Love this! The idea of returning the bricks to make a Yellow Brick Road is awesome!


----------



## alltogetherdead (Sep 8, 2009)

Completely taped off the floor with recycled card board and making tape and then hand sponged the yellow brick road. I will blood splatter it this evening to dry over night. 

And I still can't figure out why my photos won't load straight. ....

Suggestions?


----------



## offmymeds (May 26, 2010)

kudos to you, that is a TON of work on the road, and it does look awesome!


----------



## matrixmom (Oct 29, 2010)

Also like pumpkinpie...your theme is AWESOME!! Love the invite, so clever with the wall!!


----------



## StanFam3 (Oct 5, 2009)

LOVE! This would be a fun party to be at!


----------



## PMTT (Oct 13, 2013)

So cool!!!


----------



## Abysome1 (Aug 8, 2014)

Great Stuff, very inventive and I love the invites!


----------



## alltogetherdead (Sep 8, 2009)

Silhouette flying monkey take one.
I am really trying hard this year to use recycle material to re purpose.

On my lay off things to do before the party this Saturday I have that I planned to make 4 more of these in different poses....that is still to be decided.

I also got a few more signs done and the preliminary gates to the Emerald City. 

Card board, black spray paint, spray adheasive, and dryer lint.


----------



## Saki.Girl (Aug 22, 2012)

looks great so far 
I have been thinking of doing this theme get a bunch of little tyke play house make them over as the dark munchkin land


----------



## JennWakely (Jun 19, 2012)

I love this! I wish I was invited and could go!!


----------



## The Real Joker (Sep 8, 2008)

Very clever. Love the Tin-Man pumpkin, too


----------



## alltogetherdead (Sep 8, 2009)

My collection of photos, party prep, a few costumes and some of the party.

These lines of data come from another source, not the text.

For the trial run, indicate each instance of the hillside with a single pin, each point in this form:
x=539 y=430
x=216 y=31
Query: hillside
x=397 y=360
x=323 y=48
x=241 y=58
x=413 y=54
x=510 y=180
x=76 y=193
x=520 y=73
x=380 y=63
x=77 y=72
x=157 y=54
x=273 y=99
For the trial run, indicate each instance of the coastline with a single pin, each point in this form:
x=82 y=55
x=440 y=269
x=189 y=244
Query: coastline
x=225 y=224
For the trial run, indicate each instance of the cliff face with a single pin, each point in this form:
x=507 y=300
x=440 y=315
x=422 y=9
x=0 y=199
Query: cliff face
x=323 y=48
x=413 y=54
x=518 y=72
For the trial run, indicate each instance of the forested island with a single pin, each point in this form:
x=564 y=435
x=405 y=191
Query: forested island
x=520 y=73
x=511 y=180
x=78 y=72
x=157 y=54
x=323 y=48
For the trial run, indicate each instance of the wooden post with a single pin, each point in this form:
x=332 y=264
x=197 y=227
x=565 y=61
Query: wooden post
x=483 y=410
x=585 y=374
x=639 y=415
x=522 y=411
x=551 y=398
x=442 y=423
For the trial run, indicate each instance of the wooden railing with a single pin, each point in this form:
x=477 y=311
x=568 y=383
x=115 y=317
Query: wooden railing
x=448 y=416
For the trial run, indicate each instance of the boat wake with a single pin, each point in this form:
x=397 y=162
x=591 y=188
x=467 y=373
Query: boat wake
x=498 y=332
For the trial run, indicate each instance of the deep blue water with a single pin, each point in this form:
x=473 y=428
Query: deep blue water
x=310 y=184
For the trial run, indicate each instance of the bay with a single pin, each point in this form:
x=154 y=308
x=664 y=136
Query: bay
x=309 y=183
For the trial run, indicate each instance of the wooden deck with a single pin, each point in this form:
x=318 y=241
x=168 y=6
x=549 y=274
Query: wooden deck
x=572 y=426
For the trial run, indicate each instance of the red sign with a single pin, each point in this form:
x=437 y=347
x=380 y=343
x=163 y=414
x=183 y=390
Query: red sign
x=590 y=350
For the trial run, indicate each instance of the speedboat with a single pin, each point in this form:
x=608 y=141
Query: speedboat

I can't wait in a day or so I will have the professional photographers photos, he always catches SO much!!! Hope everyone that threw their events last night had an AMAZING night! 

Wondering who has their 2015 theme locked down?! I have 4 front runners in mind already!

https://www.facebook.com/media/set/?set=a.10152550626087979&type=1&l=3a68055e84


----------



## matrixmom (Oct 29, 2010)

I love the wicked witch red shoes up top!!


----------



## dawnski (Jun 16, 2012)

So much to love! You should win a prize for best usage of cardboard for decorating. I love he flying monkey idea, the bike, the bloody shoes. I love that your guests really got into the theme of the party. Great job!


----------



## matrixmom (Oct 29, 2010)

is there still an active link for the photos ATD?


----------